When you choose to share your information with marketers. You may choose to share information with marketers or electronic commerce providers that are not associated with Facebook through on-site offers. This is entirely at your discretion and we will not provide your information to these marketers without your consent.
To help your friends find you. By default, we make certain information you have posted to your profile available in search results on Facebook to help your friends find you. However, you can control who has access to this information, as well as who can find you in searches, through your privacy settings. We also partner with email and instant messaging providers to help their users identify which of their contacts are Facebook users, so that we can promote Facebook to those users.
To give search engines access to publicly available information. We generally limit search engines’ access to our site. We may allow them to access information set to the “everyone” setting and your public search listing (but you can turn off your public search listing in your privacy settings).
To help improve or promote our service. Sometimes we share aggregated information with third parties to help improve or promote our service. But we only do so in such a way that no individual user can be identified or linked to any specific action or information.
To provide you with services. We may provide information to service providers that help us bring you the services we offer. For example, we may use third parties to help host our website, send out email updates about Facebook, remove repetitive information from our user lists, process payments, or provide search results or links (including sponsored links).
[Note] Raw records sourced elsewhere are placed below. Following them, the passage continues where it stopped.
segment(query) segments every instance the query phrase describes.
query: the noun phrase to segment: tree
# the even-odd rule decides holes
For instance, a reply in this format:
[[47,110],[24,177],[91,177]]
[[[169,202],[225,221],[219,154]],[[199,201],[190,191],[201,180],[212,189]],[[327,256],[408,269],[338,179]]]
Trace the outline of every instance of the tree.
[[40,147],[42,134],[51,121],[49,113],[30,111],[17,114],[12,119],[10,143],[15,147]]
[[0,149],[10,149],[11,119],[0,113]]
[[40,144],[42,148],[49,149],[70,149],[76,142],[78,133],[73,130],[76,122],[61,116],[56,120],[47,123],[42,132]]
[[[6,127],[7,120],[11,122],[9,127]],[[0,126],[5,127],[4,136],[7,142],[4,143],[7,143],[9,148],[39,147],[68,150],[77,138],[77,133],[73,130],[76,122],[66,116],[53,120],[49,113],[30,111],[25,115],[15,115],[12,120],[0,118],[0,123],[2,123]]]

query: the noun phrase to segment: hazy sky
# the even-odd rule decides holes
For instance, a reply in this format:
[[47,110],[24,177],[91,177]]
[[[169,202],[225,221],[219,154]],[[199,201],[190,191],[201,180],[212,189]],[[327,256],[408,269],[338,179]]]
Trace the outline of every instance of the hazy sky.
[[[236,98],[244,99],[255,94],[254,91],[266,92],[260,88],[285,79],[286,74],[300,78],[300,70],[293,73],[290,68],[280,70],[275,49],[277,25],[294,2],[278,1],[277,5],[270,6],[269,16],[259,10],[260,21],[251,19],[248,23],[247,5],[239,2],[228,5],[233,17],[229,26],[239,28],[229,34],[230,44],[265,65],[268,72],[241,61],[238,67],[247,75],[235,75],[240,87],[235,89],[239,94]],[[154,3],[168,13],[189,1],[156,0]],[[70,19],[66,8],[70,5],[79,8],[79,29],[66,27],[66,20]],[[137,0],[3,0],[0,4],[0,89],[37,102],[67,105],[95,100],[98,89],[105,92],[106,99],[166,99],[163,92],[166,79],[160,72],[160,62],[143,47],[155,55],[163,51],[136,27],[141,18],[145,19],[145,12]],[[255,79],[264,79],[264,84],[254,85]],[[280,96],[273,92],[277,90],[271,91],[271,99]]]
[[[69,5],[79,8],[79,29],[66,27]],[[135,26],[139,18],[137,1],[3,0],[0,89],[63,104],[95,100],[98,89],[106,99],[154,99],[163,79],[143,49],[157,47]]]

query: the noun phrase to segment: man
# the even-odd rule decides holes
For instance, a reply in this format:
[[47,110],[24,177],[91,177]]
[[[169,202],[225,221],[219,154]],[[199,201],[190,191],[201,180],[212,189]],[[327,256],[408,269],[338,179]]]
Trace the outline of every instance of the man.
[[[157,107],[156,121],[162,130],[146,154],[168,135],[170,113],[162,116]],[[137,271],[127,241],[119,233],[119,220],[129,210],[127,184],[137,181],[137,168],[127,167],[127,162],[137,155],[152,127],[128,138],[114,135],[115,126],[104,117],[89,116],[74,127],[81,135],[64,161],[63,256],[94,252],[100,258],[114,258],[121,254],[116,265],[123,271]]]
These service providers may have access to your personal information for use for a limited time, but when this occurs we implement reasonable contractual and technical protections to limit their use of that information to helping us provide the service.
To advertise our services. We may ask advertisers outside of Facebook to display ads promoting our services. We may ask them to deliver those ads based on the presence of a cookie, but in doing so will not share any other information with the advertiser.
To respond to legal requests and prevent harm. We may disclose information pursuant to subpoenas, court orders, or other requests (including criminal and civil matters) if we have a good faith belief that the response is required by law. This may include respecting requests from jurisdictions outside of the United States where we have a good faith belief that the response is required by law under the local laws in that jurisdiction, apply to users from that jurisdiction, and are consistent with generally accepted international standards. We may also share information when we have a good faith belief it is necessary to prevent fraud or other illegal activity, to prevent imminent bodily harm, or to protect ourselves and you from people violating our Statement of Rights and Responsibilities. This may include sharing information with other companies, lawyers, courts or other government entities.